It's tricky, tending to very tricky if you require high levels of accuracy. The problem is that all intrinsic parameters are coupled in the reprojection error.
To give you an indea of the difficulties involved, consider the case of the principal point. It can be proven that the principal point of a pinhole camera is the baricenter of the triangle formed by three independent vanishing points. This would seem to suggest a procedure for verifying it independently of the other intrinsic parameters: take one or more images collectively showing three or more pencils of parallel lines, detect and model said pencil of lines, estimate their vanishing points, etc. However, to precisely model the detected lines, so you can intersect them to find the vanishing points, you need to accurately undistort the images - and guess what, the center of the nonlinear lens distortion is often approximated by the principal point, so your "verification" procedure ends up using exactly the same estimated parameter you are trying to independently verify.
You could try to work around the above difficulty by using an alternate non-parametric model of the nonlinear distortion - for example a thin-plate spline built off a grid using a cost function that only depends on deviation from linearity - as you suggest. Then again, it's tricky to come up with such a cost function that is unbiased: simple linear-least-squares fitting a straight line won't do, since the distorted images of the line points are in general not i.i.d. with respect to the underlying undistorted line. So you need to use a "local" model for each line, typically a low-order polynomial.

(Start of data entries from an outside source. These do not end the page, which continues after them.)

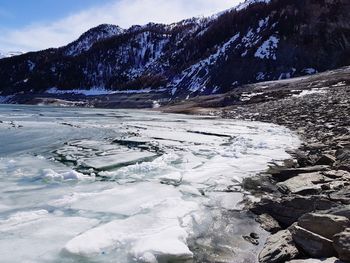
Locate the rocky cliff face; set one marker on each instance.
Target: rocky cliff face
(257, 41)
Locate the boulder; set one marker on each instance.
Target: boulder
(341, 243)
(308, 183)
(343, 159)
(324, 224)
(268, 223)
(340, 211)
(311, 243)
(314, 260)
(285, 174)
(337, 174)
(326, 159)
(287, 210)
(342, 195)
(278, 248)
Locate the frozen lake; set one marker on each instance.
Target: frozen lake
(90, 185)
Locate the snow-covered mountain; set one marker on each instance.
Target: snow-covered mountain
(257, 41)
(9, 54)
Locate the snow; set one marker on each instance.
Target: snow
(5, 99)
(51, 175)
(268, 49)
(247, 3)
(309, 71)
(4, 54)
(101, 91)
(140, 211)
(31, 65)
(87, 40)
(198, 82)
(311, 91)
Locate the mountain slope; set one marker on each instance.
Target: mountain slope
(259, 40)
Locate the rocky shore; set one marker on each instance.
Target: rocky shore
(304, 203)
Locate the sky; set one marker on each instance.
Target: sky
(31, 25)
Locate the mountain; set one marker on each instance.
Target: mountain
(9, 54)
(259, 40)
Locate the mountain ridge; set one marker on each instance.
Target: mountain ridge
(256, 41)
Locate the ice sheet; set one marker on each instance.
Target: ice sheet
(94, 185)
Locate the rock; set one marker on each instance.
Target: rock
(342, 195)
(324, 224)
(302, 158)
(311, 243)
(268, 223)
(326, 159)
(252, 238)
(285, 174)
(343, 159)
(259, 183)
(339, 174)
(314, 260)
(278, 248)
(288, 209)
(308, 183)
(341, 243)
(340, 211)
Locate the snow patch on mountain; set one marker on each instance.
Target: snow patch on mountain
(268, 49)
(199, 71)
(88, 39)
(247, 3)
(9, 54)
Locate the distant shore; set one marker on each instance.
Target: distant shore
(305, 203)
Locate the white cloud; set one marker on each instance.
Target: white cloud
(122, 12)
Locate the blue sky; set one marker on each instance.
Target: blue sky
(30, 25)
(19, 13)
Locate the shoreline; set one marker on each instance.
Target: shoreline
(304, 203)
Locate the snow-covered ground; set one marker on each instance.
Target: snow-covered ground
(101, 91)
(82, 185)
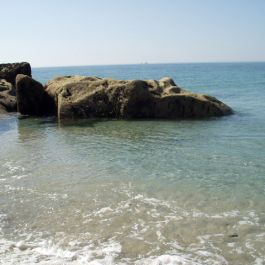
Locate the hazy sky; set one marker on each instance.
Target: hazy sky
(87, 32)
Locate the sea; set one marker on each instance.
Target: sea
(143, 192)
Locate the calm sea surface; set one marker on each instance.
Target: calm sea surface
(139, 192)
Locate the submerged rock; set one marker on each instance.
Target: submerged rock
(93, 97)
(9, 71)
(32, 99)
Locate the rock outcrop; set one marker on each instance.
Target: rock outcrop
(32, 99)
(9, 71)
(8, 100)
(92, 97)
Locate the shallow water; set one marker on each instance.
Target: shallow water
(139, 192)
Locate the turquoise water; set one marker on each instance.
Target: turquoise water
(139, 192)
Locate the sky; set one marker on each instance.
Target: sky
(99, 32)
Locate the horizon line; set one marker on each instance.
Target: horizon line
(147, 63)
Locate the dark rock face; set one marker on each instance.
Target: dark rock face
(11, 70)
(8, 100)
(92, 97)
(32, 99)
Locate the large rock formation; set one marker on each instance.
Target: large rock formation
(89, 97)
(9, 71)
(7, 97)
(32, 99)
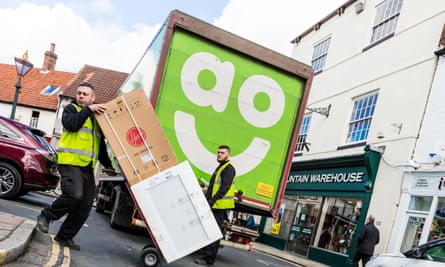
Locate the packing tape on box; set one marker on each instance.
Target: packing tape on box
(140, 134)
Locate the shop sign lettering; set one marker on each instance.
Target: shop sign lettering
(341, 177)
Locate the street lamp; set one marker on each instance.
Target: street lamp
(23, 67)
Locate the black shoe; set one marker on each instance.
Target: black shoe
(67, 243)
(42, 223)
(201, 261)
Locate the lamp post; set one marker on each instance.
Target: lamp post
(23, 67)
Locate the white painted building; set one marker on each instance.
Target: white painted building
(377, 74)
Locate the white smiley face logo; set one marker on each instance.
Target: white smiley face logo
(218, 98)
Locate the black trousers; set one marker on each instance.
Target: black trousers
(359, 256)
(211, 250)
(76, 200)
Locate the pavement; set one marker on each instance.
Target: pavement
(17, 232)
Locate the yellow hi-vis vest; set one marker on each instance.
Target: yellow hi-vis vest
(228, 201)
(80, 148)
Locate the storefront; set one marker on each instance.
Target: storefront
(325, 205)
(421, 210)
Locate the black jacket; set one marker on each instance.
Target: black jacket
(369, 237)
(72, 121)
(227, 176)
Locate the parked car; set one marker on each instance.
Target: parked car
(27, 160)
(429, 254)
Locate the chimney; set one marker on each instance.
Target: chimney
(49, 61)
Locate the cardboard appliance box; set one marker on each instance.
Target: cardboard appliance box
(176, 211)
(135, 136)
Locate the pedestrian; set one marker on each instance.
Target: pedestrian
(220, 195)
(81, 145)
(369, 237)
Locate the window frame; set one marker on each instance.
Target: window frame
(386, 19)
(320, 54)
(361, 117)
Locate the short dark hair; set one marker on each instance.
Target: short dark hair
(87, 84)
(224, 147)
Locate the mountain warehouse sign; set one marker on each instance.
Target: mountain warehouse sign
(328, 179)
(351, 177)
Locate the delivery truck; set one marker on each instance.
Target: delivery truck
(209, 87)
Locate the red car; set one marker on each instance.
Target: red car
(27, 160)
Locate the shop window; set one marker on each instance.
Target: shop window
(302, 231)
(413, 232)
(420, 203)
(338, 224)
(280, 225)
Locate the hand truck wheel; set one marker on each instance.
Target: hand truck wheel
(150, 257)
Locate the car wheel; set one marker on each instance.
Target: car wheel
(10, 181)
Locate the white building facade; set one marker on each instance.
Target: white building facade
(379, 82)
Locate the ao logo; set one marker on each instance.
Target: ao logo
(217, 98)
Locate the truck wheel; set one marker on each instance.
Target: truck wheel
(150, 257)
(100, 205)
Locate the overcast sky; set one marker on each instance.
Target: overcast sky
(113, 34)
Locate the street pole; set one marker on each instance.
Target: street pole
(18, 86)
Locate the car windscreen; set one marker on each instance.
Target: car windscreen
(39, 136)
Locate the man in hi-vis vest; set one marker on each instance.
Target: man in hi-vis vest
(220, 195)
(81, 145)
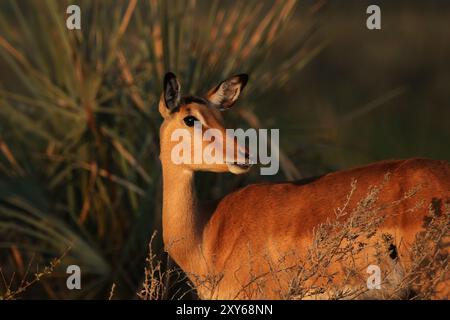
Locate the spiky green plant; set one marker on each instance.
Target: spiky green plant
(79, 150)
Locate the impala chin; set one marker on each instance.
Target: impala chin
(237, 168)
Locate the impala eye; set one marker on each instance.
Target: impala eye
(189, 121)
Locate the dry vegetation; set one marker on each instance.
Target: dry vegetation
(343, 242)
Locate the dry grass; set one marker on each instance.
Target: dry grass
(332, 268)
(13, 288)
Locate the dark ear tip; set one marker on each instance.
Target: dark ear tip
(243, 77)
(169, 76)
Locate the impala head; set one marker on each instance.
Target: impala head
(195, 116)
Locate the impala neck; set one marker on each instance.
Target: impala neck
(182, 227)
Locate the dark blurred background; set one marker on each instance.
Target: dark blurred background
(79, 169)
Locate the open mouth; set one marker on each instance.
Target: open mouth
(241, 167)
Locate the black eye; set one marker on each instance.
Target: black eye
(189, 121)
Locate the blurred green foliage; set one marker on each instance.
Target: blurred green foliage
(79, 162)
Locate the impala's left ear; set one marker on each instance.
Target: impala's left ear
(227, 92)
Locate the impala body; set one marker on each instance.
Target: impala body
(224, 247)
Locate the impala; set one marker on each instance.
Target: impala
(255, 228)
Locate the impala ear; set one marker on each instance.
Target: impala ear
(170, 98)
(228, 91)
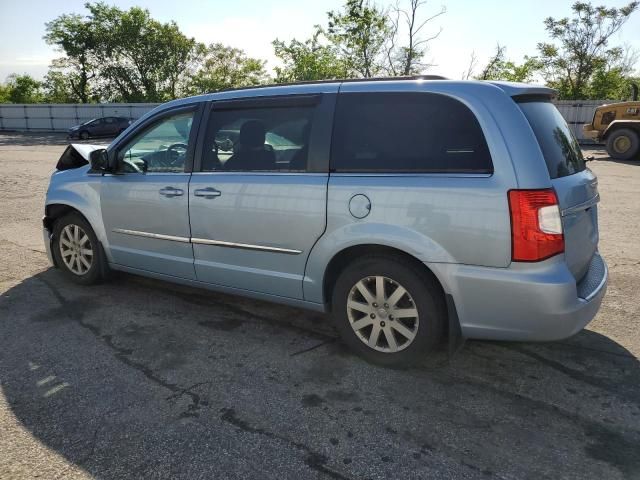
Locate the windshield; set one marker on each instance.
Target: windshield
(559, 147)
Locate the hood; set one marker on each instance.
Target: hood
(76, 155)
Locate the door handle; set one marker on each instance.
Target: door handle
(208, 192)
(171, 192)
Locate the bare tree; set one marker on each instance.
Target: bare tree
(407, 59)
(495, 61)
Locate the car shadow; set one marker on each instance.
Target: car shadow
(138, 378)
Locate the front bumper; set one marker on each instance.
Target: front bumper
(524, 302)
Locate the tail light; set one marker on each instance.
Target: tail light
(536, 225)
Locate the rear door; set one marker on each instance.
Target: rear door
(258, 202)
(575, 185)
(145, 205)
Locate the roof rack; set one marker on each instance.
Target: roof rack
(336, 80)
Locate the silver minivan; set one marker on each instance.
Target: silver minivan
(409, 209)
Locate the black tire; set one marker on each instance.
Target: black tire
(424, 293)
(98, 267)
(623, 144)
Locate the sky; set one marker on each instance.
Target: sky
(467, 26)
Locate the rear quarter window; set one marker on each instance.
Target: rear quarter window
(407, 133)
(560, 148)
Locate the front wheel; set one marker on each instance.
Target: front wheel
(388, 310)
(623, 144)
(77, 250)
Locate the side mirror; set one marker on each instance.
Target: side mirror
(99, 160)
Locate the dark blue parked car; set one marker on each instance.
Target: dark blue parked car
(100, 127)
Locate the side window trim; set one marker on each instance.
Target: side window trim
(150, 122)
(319, 138)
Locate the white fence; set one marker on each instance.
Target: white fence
(60, 117)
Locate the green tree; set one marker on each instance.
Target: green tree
(114, 54)
(23, 89)
(360, 31)
(579, 46)
(312, 59)
(220, 67)
(140, 58)
(5, 91)
(74, 35)
(500, 68)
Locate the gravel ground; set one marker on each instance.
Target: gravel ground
(139, 378)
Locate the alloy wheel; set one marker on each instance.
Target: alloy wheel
(76, 249)
(622, 144)
(382, 314)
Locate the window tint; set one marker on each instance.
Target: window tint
(559, 147)
(160, 148)
(258, 139)
(407, 132)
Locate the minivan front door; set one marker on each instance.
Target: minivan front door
(258, 204)
(145, 204)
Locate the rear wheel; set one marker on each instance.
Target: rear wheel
(623, 144)
(77, 250)
(388, 310)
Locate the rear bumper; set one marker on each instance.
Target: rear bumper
(525, 302)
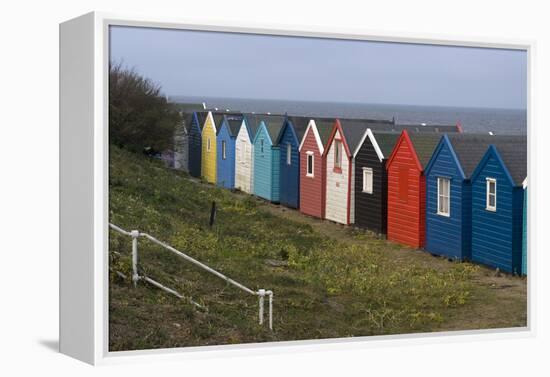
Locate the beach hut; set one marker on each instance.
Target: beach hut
(340, 178)
(225, 141)
(312, 166)
(244, 154)
(371, 180)
(209, 147)
(266, 158)
(196, 123)
(524, 244)
(289, 159)
(181, 144)
(448, 192)
(407, 187)
(497, 206)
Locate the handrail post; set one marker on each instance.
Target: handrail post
(135, 277)
(261, 293)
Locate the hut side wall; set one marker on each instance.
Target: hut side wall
(493, 232)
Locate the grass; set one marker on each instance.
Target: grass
(328, 280)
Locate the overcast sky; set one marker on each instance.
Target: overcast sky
(214, 64)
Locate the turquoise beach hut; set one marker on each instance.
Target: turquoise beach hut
(266, 157)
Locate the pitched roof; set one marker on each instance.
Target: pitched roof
(424, 145)
(300, 125)
(514, 154)
(386, 141)
(233, 122)
(354, 129)
(470, 148)
(274, 124)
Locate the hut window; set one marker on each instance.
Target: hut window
(367, 180)
(338, 154)
(491, 194)
(310, 162)
(288, 154)
(443, 196)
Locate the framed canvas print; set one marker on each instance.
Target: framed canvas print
(225, 186)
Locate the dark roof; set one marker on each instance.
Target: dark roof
(386, 141)
(300, 125)
(424, 145)
(233, 122)
(514, 155)
(324, 127)
(470, 148)
(430, 128)
(354, 129)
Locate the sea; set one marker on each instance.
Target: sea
(473, 120)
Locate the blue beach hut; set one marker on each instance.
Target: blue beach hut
(524, 244)
(289, 141)
(497, 206)
(266, 157)
(196, 123)
(225, 143)
(448, 192)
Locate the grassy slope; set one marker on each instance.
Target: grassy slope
(339, 282)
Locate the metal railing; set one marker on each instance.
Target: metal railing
(135, 234)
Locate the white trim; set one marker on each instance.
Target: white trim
(211, 122)
(368, 133)
(310, 153)
(366, 190)
(448, 213)
(487, 185)
(313, 126)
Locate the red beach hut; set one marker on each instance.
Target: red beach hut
(407, 187)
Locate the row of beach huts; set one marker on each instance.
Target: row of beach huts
(458, 195)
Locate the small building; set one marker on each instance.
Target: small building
(266, 158)
(340, 178)
(448, 193)
(497, 206)
(371, 180)
(181, 144)
(289, 159)
(525, 233)
(244, 154)
(407, 187)
(312, 166)
(209, 147)
(196, 123)
(225, 141)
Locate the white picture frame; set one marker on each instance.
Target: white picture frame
(84, 45)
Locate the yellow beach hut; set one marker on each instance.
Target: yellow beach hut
(209, 147)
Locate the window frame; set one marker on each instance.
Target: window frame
(288, 154)
(489, 181)
(338, 154)
(308, 155)
(441, 195)
(368, 172)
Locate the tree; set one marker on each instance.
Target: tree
(139, 115)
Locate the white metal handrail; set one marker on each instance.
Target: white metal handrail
(135, 234)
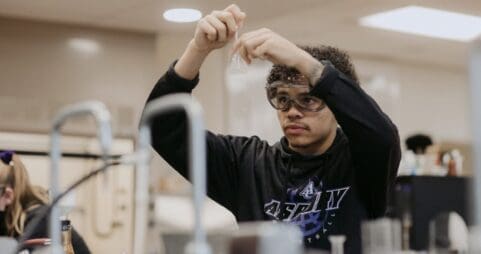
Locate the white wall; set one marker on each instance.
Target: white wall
(40, 71)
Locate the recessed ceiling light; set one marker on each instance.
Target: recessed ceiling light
(84, 45)
(427, 22)
(182, 15)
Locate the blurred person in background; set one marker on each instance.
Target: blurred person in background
(21, 202)
(323, 178)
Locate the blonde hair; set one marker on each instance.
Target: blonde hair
(26, 196)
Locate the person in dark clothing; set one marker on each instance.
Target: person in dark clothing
(324, 178)
(418, 143)
(21, 203)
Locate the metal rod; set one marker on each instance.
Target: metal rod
(102, 117)
(197, 167)
(475, 81)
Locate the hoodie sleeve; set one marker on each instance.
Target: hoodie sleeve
(170, 140)
(373, 138)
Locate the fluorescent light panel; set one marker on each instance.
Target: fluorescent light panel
(182, 15)
(427, 22)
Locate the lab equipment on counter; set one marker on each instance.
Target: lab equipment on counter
(197, 165)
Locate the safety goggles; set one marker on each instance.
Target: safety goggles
(282, 96)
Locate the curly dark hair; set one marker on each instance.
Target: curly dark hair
(339, 58)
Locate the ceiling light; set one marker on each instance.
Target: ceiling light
(427, 22)
(84, 45)
(182, 15)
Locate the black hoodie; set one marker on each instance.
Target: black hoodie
(323, 194)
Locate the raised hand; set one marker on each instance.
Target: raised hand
(218, 28)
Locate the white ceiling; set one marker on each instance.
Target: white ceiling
(330, 22)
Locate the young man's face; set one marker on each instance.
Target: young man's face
(307, 123)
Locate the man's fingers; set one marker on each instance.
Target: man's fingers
(206, 28)
(242, 51)
(228, 19)
(239, 15)
(220, 27)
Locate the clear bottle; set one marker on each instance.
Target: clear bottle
(67, 237)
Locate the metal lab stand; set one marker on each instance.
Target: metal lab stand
(475, 82)
(102, 117)
(197, 167)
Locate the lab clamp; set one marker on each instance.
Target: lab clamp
(287, 237)
(197, 163)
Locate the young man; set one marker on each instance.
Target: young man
(323, 178)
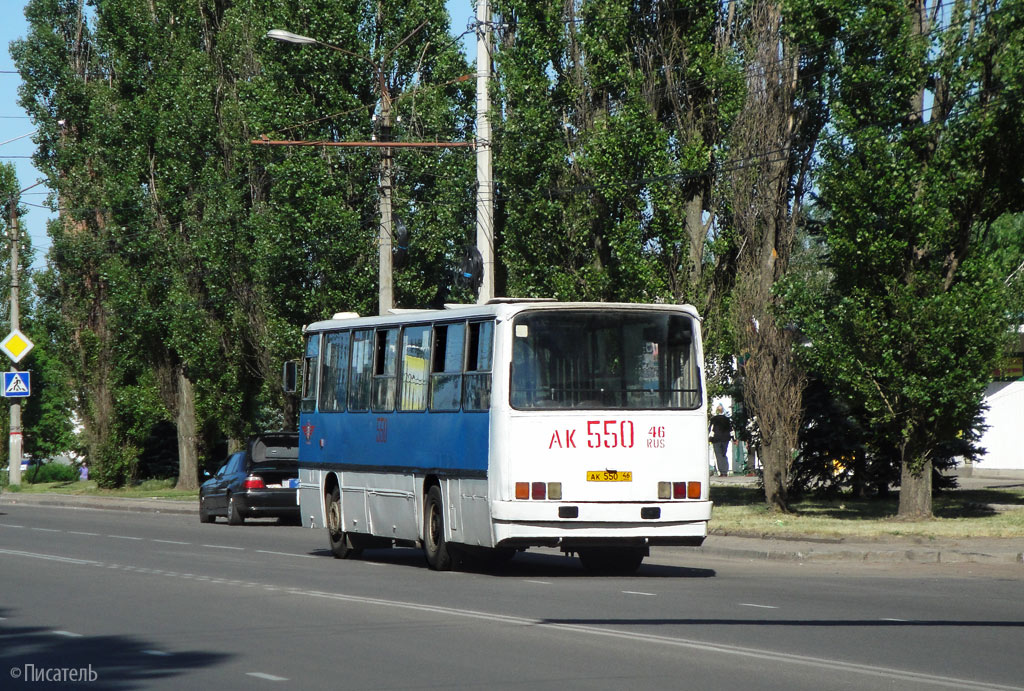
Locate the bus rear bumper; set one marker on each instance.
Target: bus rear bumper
(669, 523)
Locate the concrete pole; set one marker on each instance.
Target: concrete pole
(484, 177)
(15, 445)
(386, 291)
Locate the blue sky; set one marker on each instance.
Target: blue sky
(14, 123)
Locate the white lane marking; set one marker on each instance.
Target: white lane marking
(264, 676)
(223, 547)
(288, 554)
(49, 557)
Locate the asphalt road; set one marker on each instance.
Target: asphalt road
(116, 600)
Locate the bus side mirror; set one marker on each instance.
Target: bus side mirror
(290, 377)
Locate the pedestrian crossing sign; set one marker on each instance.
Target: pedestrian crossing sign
(16, 384)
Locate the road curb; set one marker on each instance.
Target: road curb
(156, 506)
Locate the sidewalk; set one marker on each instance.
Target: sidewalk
(920, 550)
(989, 550)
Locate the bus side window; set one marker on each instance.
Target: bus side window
(385, 370)
(445, 377)
(476, 383)
(309, 374)
(334, 374)
(415, 363)
(359, 382)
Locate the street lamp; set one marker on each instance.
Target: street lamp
(385, 291)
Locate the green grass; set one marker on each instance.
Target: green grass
(958, 514)
(144, 489)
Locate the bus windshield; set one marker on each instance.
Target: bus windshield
(602, 359)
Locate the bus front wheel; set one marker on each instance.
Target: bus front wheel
(341, 546)
(438, 556)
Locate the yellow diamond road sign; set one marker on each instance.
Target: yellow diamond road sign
(16, 345)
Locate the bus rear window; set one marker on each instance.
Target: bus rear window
(604, 359)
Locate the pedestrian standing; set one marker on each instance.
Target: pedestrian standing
(720, 434)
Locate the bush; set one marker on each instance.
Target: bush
(50, 472)
(116, 467)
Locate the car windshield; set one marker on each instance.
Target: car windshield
(602, 359)
(275, 452)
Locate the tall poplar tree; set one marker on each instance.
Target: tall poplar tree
(921, 164)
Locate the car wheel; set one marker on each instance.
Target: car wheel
(341, 544)
(438, 556)
(233, 515)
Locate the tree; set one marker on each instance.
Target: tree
(612, 114)
(918, 310)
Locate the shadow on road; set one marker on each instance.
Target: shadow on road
(34, 657)
(524, 565)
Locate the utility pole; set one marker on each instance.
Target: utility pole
(15, 444)
(386, 291)
(484, 176)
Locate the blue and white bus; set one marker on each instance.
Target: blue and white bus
(488, 429)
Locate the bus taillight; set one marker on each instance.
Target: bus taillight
(539, 490)
(668, 490)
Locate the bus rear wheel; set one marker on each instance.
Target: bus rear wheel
(341, 546)
(611, 560)
(438, 555)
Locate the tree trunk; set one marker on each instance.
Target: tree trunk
(185, 421)
(915, 492)
(775, 464)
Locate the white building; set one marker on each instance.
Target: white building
(1004, 440)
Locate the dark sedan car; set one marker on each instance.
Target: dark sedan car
(260, 481)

In the end, you are much better off just accepting that the parameters (both intrinsic and extrinsic) are coupled, and simply base your verification on the input-output needs of your actual application: determine what is an acceptable RMS reprojection error over the image area, then use independent sets of images of a known calibration object, one that somehow models the properties of the 3D scene that are important to your application, then reproject its points and verify that the errors you get are acceptable.